三天後,我和東霖離開了上海。
其實我的假期還沒結束,但是東霖卻必須趕回去。鄧雲鶴的母親突然中風,他們公司在年前又接了幾個工程,有兩個還不是本市的,鄧雲鶴兼顧幾頭,份身乏術,只能把他叫回去。
早早還在放寒假,表姐帶著他來給我們送機。
我蹲下身和他告別,他照例又用小嘴親我一下,還是親的我心裡又酸又軟。
東霖也蹲著和他說再見,他也討了一個吻。
然後他掏出手機:「我們照張像吧,這樣叔叔和你就一直是朋友了。」
早早倚在了他懷裡,兩人對著鏡頭,貼著臉咔嚓了一張合影。
我一言不發,只是看著。
登機的時間到了,我和東霖進了檢票口,走出幾步,我回過身,和他們招手告別。
表姐抱著早早,早早望著我,隔著十來米,他忽然叫我一聲。
「小姨。」
拖著尾音,癟著小嘴。
沒用一秒,我眼裡已是淚水。
以前他從不這樣,只會不捨的看著我,這是第一次,在告別的時候,他叫了我。
也許是因為他大了,漸漸地越來越懂情感。
可也許是因為告別的地方不對,機場,車站,碼頭,總是能製造讓人算不到的不捨。
我含住淚,對他喊著:「小姨下次再來看你!」
忽然看見表姐的神情也不對,她迅速的埋下頭,在早早的背上擦了一下眼睛。
這也是從未有過的。
東霖抓住我的手,說著:「走吧。」拉著我就快速離開了。
我懂他的意思,他是想阻止這種氣氛的繼續蔓延。
轉彎要消失在他們視線裡的時候,我又回了一下頭。
早早在表姐的懷裡扭著身體,表姐用力的抱著他。
他在哭。
蓄著的淚水終於掛在了睫毛上。
猛然覺得表姐也很可憐。每年我都要來幾次,每次在我離開後,她都要面對這樣的早早,她是不是會有點嫉妒?嫉妒我們血脈裡本能的母子親情。

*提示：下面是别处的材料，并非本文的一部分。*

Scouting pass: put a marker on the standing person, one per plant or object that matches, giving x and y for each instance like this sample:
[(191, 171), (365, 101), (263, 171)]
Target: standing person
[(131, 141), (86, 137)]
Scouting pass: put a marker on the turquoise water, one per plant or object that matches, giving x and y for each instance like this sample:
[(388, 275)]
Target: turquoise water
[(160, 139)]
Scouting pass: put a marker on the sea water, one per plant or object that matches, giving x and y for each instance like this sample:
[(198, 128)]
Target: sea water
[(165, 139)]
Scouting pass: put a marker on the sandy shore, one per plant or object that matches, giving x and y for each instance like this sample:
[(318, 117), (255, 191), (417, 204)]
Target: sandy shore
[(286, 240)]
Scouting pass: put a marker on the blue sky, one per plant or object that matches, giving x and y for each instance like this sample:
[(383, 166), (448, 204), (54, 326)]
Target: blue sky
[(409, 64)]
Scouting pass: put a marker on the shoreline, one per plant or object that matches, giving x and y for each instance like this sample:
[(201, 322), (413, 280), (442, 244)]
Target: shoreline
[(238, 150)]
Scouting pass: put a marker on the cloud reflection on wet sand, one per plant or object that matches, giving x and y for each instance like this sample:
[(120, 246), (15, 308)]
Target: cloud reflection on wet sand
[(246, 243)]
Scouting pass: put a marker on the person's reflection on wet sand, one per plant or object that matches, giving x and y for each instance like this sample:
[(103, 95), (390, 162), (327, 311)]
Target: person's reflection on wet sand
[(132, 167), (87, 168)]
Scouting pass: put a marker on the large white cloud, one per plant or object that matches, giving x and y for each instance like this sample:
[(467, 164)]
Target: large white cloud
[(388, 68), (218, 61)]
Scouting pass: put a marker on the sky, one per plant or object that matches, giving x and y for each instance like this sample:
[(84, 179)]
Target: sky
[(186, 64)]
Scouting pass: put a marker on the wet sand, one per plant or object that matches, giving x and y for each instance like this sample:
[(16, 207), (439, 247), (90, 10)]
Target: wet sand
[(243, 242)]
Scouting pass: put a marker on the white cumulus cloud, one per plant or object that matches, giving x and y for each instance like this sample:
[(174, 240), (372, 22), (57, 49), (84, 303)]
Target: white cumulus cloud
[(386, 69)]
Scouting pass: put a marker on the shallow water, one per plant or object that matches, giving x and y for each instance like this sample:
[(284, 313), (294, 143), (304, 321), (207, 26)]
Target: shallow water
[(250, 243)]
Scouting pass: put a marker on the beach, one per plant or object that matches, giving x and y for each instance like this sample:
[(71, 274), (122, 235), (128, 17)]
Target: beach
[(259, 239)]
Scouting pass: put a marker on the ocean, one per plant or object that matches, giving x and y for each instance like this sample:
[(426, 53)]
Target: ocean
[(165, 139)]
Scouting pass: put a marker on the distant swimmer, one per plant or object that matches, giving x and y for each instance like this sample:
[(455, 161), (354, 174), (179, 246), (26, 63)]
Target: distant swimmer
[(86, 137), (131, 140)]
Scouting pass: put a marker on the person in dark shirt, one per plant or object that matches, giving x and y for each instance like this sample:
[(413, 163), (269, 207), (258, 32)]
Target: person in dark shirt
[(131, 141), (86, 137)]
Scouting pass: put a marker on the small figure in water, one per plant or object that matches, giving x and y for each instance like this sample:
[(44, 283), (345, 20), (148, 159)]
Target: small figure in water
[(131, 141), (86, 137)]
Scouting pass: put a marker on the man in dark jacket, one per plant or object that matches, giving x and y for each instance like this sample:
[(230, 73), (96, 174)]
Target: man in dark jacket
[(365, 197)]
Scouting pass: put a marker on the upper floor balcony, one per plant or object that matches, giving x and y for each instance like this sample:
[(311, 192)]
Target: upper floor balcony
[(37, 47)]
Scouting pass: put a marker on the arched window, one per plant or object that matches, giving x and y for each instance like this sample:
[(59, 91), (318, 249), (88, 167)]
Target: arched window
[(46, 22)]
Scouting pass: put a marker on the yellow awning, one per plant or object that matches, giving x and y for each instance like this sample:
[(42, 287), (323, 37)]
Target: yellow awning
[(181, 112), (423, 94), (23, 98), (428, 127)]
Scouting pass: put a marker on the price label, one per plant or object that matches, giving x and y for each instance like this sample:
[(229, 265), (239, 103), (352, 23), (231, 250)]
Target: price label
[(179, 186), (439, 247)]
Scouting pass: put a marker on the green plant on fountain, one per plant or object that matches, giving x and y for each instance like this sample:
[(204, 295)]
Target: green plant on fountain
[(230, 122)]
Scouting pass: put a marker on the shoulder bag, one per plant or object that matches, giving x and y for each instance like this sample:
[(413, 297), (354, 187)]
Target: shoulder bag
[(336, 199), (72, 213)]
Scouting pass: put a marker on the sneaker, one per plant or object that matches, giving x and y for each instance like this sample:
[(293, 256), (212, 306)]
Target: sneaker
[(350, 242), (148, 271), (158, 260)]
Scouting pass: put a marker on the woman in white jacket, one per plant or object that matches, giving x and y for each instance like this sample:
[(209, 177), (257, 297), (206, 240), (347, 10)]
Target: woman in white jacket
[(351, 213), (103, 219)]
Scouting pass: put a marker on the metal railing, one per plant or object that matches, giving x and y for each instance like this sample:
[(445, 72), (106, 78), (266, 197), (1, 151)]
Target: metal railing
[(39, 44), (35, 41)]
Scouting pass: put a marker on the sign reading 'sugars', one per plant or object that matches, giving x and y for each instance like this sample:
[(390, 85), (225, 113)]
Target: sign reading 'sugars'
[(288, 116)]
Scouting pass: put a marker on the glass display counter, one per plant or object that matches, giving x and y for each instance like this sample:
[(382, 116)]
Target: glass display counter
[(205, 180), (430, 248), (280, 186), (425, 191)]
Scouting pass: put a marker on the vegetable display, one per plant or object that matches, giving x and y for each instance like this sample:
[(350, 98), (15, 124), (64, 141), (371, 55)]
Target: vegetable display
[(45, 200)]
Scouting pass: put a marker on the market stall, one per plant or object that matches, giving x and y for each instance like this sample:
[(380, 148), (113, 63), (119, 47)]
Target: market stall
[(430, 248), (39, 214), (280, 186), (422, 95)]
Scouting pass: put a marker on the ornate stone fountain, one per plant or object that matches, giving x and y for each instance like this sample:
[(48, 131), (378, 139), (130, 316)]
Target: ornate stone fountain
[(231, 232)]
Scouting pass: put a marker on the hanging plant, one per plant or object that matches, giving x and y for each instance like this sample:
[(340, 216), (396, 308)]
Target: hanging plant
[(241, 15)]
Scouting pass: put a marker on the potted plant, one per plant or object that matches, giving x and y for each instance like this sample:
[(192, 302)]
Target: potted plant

也許我錯了,早早已是她的孩子,我不該這樣頻繁的出現在他們母子之間。
無意中,是不是我在和她搶著早早。
只是她從未流露過這種情緒。
剛才她的眼淚,或許是由於這種難以言表的無奈和傷心。
她不會捨得把孩子還給我,也知道我不敢要,所以,她哭了。
是這樣的吧。
表姐。
以後,是不是我該減少來上海的次數了?
一次和平常一樣的離別,卻是未曾預料到的。
這樣的傷心。
飛機上,東霖一直看著手機裡的照片。
「總覺得這小傢伙很面熟,就是想不起來在哪見過。」他說著。
我靠在椅背上,默默不語。
我知道他在哪見過。就在他書房的相簿裡,那裡有他小時候的照片,我曾經看見過。
他沒有懷疑早早的身世。
也是,誰會懷疑一個正常家庭的孩子會和自己有關係呢?即使很像。這並不是他大意,只是常理麻痺了他的視線而已。如果我是個單親媽媽,那麼他可能很快就會聯想到自己,但現在卻不是這種情況。早早有父母,而且很幸福。
我們回了a市。
東霖變得很忙,經常出差。他們公司的業務已經拓展到外省,鄧雲鶴被躺在床上的母親和年幼的孩子羈絆住,不能長時間離開a市,所以外地的任務,基本就落在了東霖的身上。他儘量一個禮拜抽空回來見我一次,但有時實在走不脫,就只能在電話裡聊寄相思。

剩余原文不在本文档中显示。